“INTELLECTUALS…”

client

raffinand akiji

location

vancouver, british columbia, canada

bio

Raffinand Akiji is a filmmaker and artist from Vancouver, B.C.

He has written a new screenplay for a film based upon the play “Art” by Yasmina Reza, which he has renamed “INTELLECTUALS…” and updated it to modern times with diverse casting. It’s a comedy that satirizes elitist art communities, and Raffi wants me to help him out with a visual identity for the film so that he can sell the script to investors.

The film is about three 30-40 year old, wealthy friends who get in a friendship-breaking argument after one of them spends thousands of dollars on a completely white painting.

market

  • The kinds of people who would go to an independent movie theatre

  • College educated, wealthy, liberal

  • Art community

  • The kinds of people who donate to local public radio stations and their local symphony for the status symbol

  • The kind of student in a philosophy class who thinks he knows everything

  • Professors

  • Queer people in art community

brainstorming

I looked up some posters from the original play. I liked some of them a lot but others were a bit corny.

I wanted the look of the film to be in this kind of “artsy” minimalistic look. You know the look… a blank background with a Helvetica-type font that just screams “ART SCHOOL!” Something kind of Bauhaus-influenced. I thought some Saul Bass influence would fit well with what they are trying to go for as well.

Raffi and his business partner were in agreement with the idea for the idea of the look and wanted me to move forward with this influences in mind.

designing

Raffi wanted me to design a poster to go along with the branding, and so I started the design process with the poster in the front of the mind. I thought that a Futura-like typeface would be the best type that would work with what they were trying to go for.

Raffi selected the title “INTELLECTUALS…” with the ellipses and quotes around it to give it a sense of artistic mystique. It doesn’t really mean anything other than it’s something interesting looking.

I ended up coming up with a logo concept that complements it with the “…” part of it. It reminded me of some art pieces I made that were selected to be seen at a gallery at Western Washington University when I was a teenager. Many people kept asking me what it meant. It didn’t really mean anything, but I was amused that people assigned meaning to it. I think the “…” and “INTELLECTUALS…” way of presenting the title and brand information would bring that sense of mysteriousness that doesn’t actually mean anything. I think people would apply a lot of meaning to it in the same way that the main character applies meaning to a white painting.

I also wanted to play with the many shades that “white” can be. As accent colors, I chose extremely light versions of primary colors, nearly white. They are hard to see on the poster with a plain HEX#FFFFFF background, but that’s very much on purpose.

It’s meant to draw the eye in. Bring meaningless mystique.

feedback & edits

Raffi and his team were pleased by the concept and overall look of the branding and poster. They felt it was going in the right direction for the personality they were going for.

Raffi’s only requests were to take out the yellow from the color scheme and use a serif-style typeface rather than the Futura-like sans serif.

my learning moments

This was another project that I felt well suited for. I’ve known Raffi for years, and he and I have loved to experiment artistically and comedically when we were teenagers. (We were involved in theater together.) I knew his taste really well, and I loved his script. It was a lot of fun to bounce ideas off of him. He had a specific vision in mind, but I felt I was able to translate that pretty well.

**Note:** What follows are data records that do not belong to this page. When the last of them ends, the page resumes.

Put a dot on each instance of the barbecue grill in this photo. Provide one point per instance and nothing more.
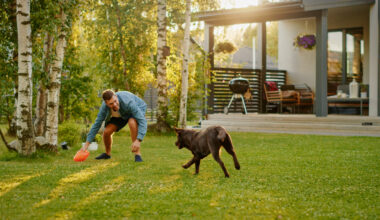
(238, 86)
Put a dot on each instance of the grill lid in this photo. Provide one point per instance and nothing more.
(239, 85)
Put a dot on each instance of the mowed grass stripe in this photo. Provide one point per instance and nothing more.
(282, 176)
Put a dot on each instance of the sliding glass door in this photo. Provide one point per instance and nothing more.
(345, 57)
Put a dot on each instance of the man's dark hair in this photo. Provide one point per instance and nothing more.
(107, 94)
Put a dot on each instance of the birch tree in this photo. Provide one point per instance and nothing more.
(25, 133)
(40, 122)
(162, 102)
(185, 67)
(54, 85)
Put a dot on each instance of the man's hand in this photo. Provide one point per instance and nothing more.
(136, 147)
(85, 147)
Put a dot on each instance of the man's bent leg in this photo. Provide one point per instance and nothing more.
(107, 137)
(133, 127)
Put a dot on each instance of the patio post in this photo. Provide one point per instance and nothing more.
(374, 60)
(209, 48)
(263, 44)
(321, 108)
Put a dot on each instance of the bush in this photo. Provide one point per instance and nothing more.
(70, 132)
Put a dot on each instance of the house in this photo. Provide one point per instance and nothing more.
(347, 45)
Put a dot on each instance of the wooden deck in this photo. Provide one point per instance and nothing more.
(297, 124)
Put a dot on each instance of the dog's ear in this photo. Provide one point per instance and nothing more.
(177, 130)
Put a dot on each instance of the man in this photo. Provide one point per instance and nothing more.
(117, 110)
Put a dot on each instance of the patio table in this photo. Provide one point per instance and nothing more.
(334, 100)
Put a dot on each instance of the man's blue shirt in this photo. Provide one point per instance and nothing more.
(131, 106)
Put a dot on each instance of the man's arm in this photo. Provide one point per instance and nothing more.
(98, 123)
(139, 115)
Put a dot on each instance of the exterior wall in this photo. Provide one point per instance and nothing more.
(352, 17)
(299, 63)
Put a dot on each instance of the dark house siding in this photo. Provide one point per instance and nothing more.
(310, 5)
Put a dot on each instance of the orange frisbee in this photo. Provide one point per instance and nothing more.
(81, 156)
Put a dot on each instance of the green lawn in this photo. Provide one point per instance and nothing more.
(282, 176)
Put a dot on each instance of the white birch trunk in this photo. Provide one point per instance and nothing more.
(25, 133)
(185, 68)
(161, 67)
(55, 85)
(40, 123)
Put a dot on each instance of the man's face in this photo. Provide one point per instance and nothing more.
(113, 103)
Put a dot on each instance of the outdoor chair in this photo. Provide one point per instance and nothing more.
(280, 98)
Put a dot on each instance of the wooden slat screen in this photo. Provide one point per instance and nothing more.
(221, 94)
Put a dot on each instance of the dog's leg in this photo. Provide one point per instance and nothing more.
(227, 144)
(189, 163)
(197, 163)
(215, 154)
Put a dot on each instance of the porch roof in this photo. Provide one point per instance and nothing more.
(274, 11)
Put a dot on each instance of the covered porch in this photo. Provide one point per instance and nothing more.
(337, 125)
(315, 74)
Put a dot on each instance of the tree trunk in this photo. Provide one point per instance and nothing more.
(25, 133)
(185, 68)
(122, 48)
(40, 122)
(162, 102)
(55, 85)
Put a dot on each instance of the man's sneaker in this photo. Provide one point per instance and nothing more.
(103, 156)
(138, 158)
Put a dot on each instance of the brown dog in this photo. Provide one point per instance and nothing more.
(202, 143)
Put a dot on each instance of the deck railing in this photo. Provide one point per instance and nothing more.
(220, 94)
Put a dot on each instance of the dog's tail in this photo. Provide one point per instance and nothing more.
(226, 141)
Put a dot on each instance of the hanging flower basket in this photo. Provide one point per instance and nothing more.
(305, 41)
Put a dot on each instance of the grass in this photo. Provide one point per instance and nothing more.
(282, 176)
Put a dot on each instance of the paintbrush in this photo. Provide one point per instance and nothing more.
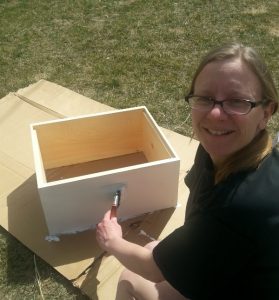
(115, 204)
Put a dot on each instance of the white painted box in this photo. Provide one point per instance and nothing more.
(81, 162)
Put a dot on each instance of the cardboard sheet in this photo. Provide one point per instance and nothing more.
(77, 257)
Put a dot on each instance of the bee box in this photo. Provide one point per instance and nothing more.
(81, 162)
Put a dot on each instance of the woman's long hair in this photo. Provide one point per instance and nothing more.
(252, 154)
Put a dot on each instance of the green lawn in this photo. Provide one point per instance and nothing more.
(124, 54)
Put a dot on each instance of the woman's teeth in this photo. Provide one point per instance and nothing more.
(219, 132)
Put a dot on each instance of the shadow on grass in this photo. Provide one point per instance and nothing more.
(21, 274)
(26, 224)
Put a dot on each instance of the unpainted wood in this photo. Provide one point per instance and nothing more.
(85, 139)
(95, 166)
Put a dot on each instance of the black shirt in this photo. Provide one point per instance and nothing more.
(228, 247)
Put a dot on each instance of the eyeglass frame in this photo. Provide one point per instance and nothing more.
(252, 103)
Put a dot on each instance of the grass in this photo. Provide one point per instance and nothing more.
(121, 53)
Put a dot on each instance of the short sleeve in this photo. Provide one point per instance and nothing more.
(201, 257)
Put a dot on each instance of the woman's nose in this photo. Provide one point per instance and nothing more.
(217, 112)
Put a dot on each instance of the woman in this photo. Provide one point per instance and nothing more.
(228, 247)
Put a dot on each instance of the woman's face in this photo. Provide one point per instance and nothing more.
(222, 134)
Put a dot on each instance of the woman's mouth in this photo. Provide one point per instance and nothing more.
(218, 132)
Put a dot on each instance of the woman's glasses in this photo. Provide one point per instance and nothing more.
(230, 106)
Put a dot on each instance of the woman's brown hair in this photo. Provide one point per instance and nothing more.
(251, 155)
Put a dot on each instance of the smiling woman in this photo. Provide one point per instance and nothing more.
(228, 246)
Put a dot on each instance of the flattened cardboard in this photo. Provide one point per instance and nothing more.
(77, 257)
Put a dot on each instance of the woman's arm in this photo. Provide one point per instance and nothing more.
(134, 257)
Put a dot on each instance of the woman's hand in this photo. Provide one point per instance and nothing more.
(108, 231)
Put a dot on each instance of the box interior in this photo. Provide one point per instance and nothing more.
(94, 144)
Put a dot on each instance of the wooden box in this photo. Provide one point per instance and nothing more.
(81, 162)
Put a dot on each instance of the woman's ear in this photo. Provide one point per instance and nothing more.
(268, 112)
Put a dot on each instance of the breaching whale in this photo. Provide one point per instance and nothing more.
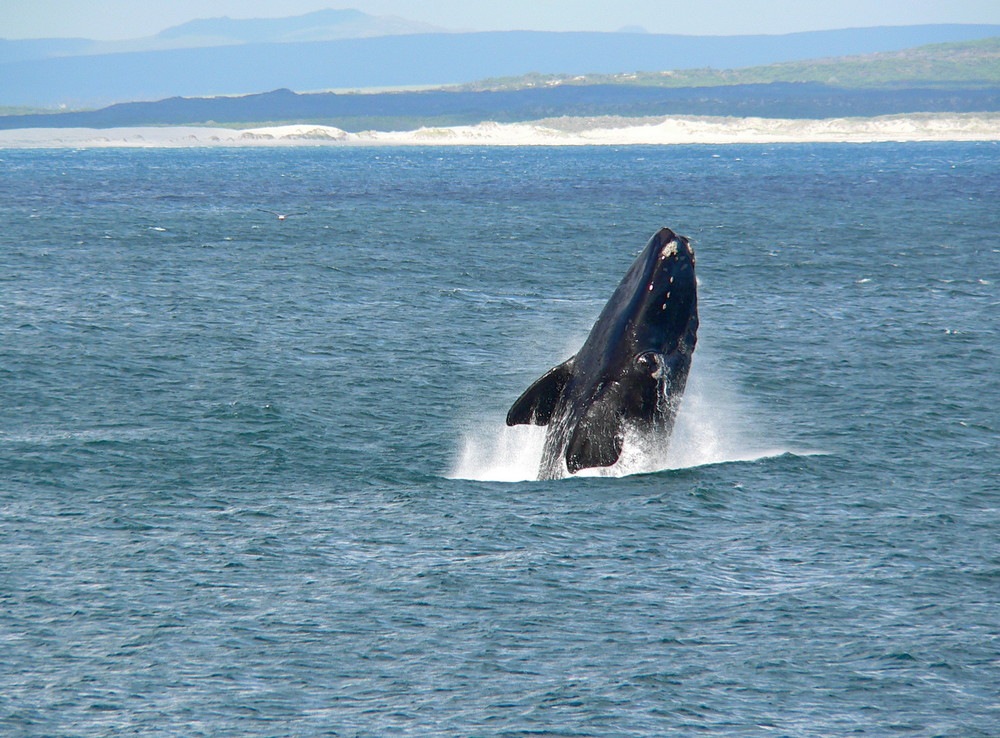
(629, 374)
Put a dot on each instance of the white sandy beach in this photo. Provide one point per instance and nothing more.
(604, 131)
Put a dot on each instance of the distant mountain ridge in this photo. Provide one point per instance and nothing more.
(322, 25)
(955, 65)
(411, 59)
(900, 91)
(410, 110)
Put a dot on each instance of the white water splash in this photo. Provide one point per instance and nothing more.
(714, 426)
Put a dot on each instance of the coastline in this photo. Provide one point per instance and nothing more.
(603, 131)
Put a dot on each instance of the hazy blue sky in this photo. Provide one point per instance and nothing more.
(119, 19)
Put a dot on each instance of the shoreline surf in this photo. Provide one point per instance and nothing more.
(566, 131)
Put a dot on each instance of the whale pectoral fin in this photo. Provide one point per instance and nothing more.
(538, 402)
(598, 437)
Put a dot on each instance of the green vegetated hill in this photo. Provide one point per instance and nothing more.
(964, 65)
(952, 78)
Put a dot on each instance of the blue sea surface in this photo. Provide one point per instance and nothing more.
(255, 480)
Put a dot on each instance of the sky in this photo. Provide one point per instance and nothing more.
(124, 19)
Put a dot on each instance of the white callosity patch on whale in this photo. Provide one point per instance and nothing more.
(669, 249)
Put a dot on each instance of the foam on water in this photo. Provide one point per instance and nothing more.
(714, 426)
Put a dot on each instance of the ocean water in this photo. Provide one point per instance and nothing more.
(254, 477)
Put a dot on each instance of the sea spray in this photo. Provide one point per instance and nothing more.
(714, 425)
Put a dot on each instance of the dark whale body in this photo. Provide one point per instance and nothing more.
(631, 371)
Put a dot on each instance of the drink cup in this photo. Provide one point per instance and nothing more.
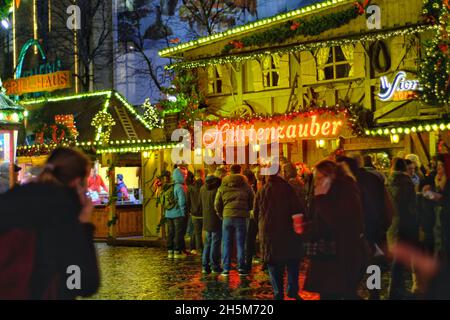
(298, 223)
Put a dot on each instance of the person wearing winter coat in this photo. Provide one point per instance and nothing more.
(281, 246)
(211, 224)
(46, 237)
(338, 219)
(233, 203)
(404, 227)
(176, 216)
(193, 207)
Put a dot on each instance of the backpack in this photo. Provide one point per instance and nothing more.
(169, 201)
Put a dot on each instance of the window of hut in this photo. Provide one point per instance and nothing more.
(271, 71)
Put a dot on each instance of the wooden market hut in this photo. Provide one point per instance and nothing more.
(129, 142)
(11, 121)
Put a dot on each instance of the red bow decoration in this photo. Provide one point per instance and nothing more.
(295, 26)
(361, 6)
(237, 44)
(174, 40)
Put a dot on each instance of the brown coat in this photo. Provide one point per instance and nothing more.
(275, 204)
(340, 215)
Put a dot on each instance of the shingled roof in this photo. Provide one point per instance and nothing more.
(129, 124)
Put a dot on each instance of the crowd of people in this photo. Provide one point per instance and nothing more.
(353, 216)
(338, 218)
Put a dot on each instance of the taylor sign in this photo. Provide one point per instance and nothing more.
(38, 83)
(317, 126)
(399, 89)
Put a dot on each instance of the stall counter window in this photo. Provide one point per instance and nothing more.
(127, 186)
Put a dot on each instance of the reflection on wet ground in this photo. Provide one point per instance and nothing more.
(146, 274)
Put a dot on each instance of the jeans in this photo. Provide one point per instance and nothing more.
(250, 242)
(276, 271)
(175, 235)
(197, 243)
(233, 228)
(211, 251)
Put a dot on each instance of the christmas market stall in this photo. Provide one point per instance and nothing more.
(370, 59)
(11, 121)
(115, 135)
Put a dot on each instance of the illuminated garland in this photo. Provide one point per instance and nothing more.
(11, 115)
(107, 94)
(370, 37)
(103, 123)
(311, 27)
(358, 117)
(434, 74)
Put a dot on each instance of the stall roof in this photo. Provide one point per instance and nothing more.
(129, 124)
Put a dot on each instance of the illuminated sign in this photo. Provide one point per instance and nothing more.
(315, 126)
(38, 83)
(399, 89)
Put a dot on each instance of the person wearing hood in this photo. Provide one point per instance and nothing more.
(404, 227)
(174, 202)
(211, 223)
(193, 207)
(233, 203)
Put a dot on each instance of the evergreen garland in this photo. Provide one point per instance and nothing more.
(434, 72)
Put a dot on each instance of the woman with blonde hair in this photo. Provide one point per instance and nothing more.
(339, 254)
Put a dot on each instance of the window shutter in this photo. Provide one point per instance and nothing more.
(308, 67)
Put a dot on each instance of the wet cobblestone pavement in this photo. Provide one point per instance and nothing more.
(146, 274)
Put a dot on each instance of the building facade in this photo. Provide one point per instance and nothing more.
(365, 54)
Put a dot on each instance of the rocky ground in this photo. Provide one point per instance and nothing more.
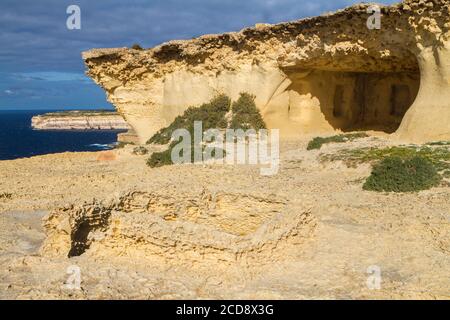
(349, 231)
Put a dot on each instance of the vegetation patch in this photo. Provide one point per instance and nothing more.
(136, 47)
(121, 145)
(394, 174)
(213, 115)
(318, 142)
(6, 195)
(399, 168)
(140, 151)
(438, 156)
(245, 114)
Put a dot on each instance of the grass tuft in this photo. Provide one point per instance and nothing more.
(318, 142)
(394, 174)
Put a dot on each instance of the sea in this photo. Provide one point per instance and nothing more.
(19, 140)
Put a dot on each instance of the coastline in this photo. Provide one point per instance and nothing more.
(352, 228)
(79, 120)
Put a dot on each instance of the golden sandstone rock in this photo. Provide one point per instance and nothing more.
(322, 74)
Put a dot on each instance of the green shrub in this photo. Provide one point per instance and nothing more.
(136, 47)
(121, 144)
(438, 156)
(140, 151)
(245, 114)
(211, 114)
(317, 142)
(394, 174)
(159, 159)
(5, 195)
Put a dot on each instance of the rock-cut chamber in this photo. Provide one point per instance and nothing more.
(352, 100)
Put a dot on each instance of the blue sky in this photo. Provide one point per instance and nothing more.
(40, 59)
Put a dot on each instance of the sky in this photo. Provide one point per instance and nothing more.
(40, 58)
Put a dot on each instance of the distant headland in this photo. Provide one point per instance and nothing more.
(80, 120)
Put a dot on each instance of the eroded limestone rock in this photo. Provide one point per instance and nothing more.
(313, 75)
(195, 228)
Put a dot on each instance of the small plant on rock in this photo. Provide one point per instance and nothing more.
(394, 174)
(140, 151)
(317, 142)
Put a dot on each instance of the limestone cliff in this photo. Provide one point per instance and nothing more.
(79, 120)
(313, 75)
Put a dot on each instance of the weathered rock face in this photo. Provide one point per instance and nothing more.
(79, 121)
(210, 226)
(309, 76)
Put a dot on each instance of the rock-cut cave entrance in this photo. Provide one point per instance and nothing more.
(353, 100)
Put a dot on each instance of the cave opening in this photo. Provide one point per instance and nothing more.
(352, 100)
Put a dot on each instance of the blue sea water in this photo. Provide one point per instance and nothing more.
(19, 140)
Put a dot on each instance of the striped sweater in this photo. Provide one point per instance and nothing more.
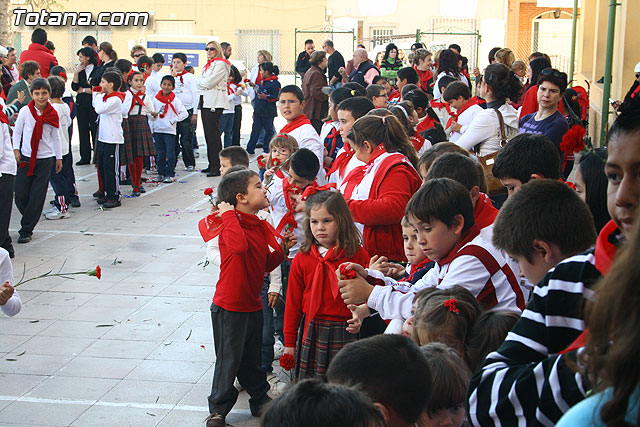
(526, 381)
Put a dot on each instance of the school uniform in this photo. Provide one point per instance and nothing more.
(110, 141)
(8, 169)
(377, 195)
(87, 116)
(236, 311)
(63, 184)
(36, 136)
(137, 109)
(164, 128)
(473, 263)
(187, 92)
(315, 315)
(303, 131)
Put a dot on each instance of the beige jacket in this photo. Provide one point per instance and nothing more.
(213, 85)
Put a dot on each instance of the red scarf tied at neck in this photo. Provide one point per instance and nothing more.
(48, 116)
(295, 124)
(168, 102)
(136, 100)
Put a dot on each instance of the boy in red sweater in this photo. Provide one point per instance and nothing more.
(236, 312)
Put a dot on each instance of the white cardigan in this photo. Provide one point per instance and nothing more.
(213, 85)
(485, 130)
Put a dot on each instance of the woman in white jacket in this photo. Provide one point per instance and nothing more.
(213, 101)
(484, 133)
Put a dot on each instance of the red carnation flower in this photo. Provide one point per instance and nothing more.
(287, 362)
(349, 274)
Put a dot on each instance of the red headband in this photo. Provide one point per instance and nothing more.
(452, 305)
(311, 190)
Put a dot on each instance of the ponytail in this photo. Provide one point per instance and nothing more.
(382, 127)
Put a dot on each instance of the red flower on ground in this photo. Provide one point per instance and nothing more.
(349, 274)
(287, 362)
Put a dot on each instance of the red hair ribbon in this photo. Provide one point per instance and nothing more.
(311, 190)
(452, 305)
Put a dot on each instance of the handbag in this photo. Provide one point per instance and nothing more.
(494, 185)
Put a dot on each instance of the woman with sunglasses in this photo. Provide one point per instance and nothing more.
(213, 101)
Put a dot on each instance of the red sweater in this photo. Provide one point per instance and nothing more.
(245, 257)
(382, 213)
(42, 56)
(304, 294)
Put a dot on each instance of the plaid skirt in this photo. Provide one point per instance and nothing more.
(325, 338)
(140, 137)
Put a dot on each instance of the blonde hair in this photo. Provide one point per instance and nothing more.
(283, 140)
(266, 54)
(217, 47)
(505, 56)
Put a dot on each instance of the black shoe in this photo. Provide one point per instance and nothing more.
(258, 407)
(24, 238)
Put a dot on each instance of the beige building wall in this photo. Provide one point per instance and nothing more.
(247, 24)
(591, 53)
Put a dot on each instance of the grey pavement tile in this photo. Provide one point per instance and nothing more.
(44, 414)
(73, 388)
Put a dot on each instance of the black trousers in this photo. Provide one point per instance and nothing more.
(31, 192)
(237, 338)
(109, 169)
(211, 126)
(237, 121)
(185, 141)
(6, 202)
(87, 130)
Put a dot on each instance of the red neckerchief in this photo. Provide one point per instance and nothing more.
(48, 116)
(605, 253)
(470, 103)
(212, 60)
(323, 275)
(136, 100)
(167, 101)
(212, 225)
(342, 160)
(471, 234)
(356, 176)
(289, 217)
(417, 140)
(180, 74)
(295, 124)
(605, 249)
(116, 94)
(3, 117)
(485, 213)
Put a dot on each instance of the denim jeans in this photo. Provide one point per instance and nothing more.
(272, 322)
(226, 127)
(166, 147)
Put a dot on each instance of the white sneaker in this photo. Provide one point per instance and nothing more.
(57, 215)
(277, 385)
(278, 350)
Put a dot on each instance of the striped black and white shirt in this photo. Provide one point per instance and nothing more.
(526, 381)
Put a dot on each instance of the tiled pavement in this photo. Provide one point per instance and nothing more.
(131, 349)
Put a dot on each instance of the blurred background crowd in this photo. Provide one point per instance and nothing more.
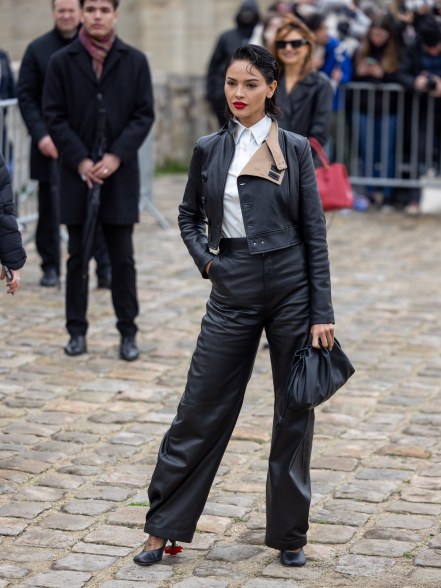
(361, 76)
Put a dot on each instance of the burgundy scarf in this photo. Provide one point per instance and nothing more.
(98, 50)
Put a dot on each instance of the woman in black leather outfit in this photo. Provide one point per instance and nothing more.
(266, 256)
(12, 254)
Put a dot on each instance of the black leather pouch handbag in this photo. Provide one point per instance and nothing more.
(316, 375)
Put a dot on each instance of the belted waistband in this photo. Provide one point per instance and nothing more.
(235, 244)
(263, 243)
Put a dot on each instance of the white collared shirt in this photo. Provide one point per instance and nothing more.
(247, 143)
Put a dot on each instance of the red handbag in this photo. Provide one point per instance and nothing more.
(332, 181)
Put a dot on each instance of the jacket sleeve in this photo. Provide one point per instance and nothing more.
(68, 143)
(12, 253)
(29, 89)
(313, 225)
(192, 219)
(321, 118)
(141, 120)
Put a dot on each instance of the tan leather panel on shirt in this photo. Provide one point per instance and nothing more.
(268, 162)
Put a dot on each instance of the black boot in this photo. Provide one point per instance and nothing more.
(76, 346)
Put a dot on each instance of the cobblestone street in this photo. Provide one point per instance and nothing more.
(79, 436)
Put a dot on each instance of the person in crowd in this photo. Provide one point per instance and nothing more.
(304, 94)
(420, 72)
(336, 63)
(254, 185)
(90, 70)
(44, 154)
(247, 18)
(332, 59)
(346, 21)
(265, 32)
(12, 253)
(377, 62)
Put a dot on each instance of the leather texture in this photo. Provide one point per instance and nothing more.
(128, 349)
(273, 214)
(316, 375)
(250, 293)
(76, 345)
(148, 558)
(292, 558)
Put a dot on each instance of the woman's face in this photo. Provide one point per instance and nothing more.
(246, 91)
(290, 55)
(378, 36)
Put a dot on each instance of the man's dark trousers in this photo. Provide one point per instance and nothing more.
(120, 249)
(47, 237)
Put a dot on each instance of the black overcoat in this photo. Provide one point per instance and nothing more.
(30, 96)
(70, 108)
(12, 253)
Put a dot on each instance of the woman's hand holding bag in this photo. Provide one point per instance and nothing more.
(316, 375)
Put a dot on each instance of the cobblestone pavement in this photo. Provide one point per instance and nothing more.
(79, 436)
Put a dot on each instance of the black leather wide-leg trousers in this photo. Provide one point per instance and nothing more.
(250, 293)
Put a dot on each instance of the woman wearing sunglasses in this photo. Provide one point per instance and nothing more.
(304, 94)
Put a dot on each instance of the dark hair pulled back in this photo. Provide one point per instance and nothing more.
(261, 59)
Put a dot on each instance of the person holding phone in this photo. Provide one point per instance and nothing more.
(12, 253)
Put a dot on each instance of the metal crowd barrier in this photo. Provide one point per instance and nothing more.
(408, 142)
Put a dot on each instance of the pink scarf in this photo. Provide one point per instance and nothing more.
(98, 50)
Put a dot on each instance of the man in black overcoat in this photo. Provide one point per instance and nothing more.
(66, 16)
(99, 67)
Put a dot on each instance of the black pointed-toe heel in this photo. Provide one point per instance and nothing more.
(148, 558)
(292, 558)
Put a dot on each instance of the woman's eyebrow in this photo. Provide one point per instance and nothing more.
(249, 80)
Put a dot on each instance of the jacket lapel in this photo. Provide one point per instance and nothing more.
(268, 162)
(112, 59)
(82, 60)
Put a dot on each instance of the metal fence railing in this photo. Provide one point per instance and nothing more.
(388, 137)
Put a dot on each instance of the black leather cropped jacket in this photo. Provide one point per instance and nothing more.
(279, 200)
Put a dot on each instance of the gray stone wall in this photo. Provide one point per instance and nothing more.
(182, 115)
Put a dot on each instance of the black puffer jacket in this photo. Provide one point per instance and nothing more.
(12, 253)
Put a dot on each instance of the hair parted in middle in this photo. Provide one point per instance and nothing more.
(261, 59)
(291, 23)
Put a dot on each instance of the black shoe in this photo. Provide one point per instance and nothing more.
(292, 558)
(128, 349)
(105, 280)
(76, 345)
(49, 279)
(147, 558)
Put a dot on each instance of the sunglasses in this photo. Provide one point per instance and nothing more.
(294, 44)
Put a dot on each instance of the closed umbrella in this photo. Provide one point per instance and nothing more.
(94, 194)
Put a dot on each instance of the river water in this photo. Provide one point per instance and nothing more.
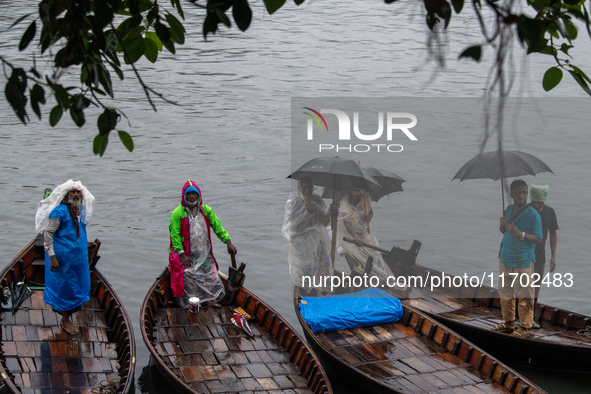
(230, 132)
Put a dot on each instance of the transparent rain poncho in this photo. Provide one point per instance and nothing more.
(202, 280)
(309, 245)
(355, 213)
(55, 198)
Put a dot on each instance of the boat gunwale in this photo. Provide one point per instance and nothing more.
(458, 346)
(127, 368)
(291, 341)
(558, 318)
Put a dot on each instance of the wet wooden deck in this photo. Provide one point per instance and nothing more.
(43, 359)
(211, 355)
(407, 361)
(477, 315)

Being a graphic designer is often like being an artistic translator for another person’s visions. And I think I did a good job of being able to figure out exactly what the client wanted, and then be able to push it a little further. Raffi trusted my vision, but I needed to get some of his team members on board.

As long as I explained myself well, they were pretty receptive. Raffi and I had some creative history together, and so we already had years of trust built in. I had to build that trust with his producer, and that just took a little time. Showing him the process video and explaining the concept thoroughly helped.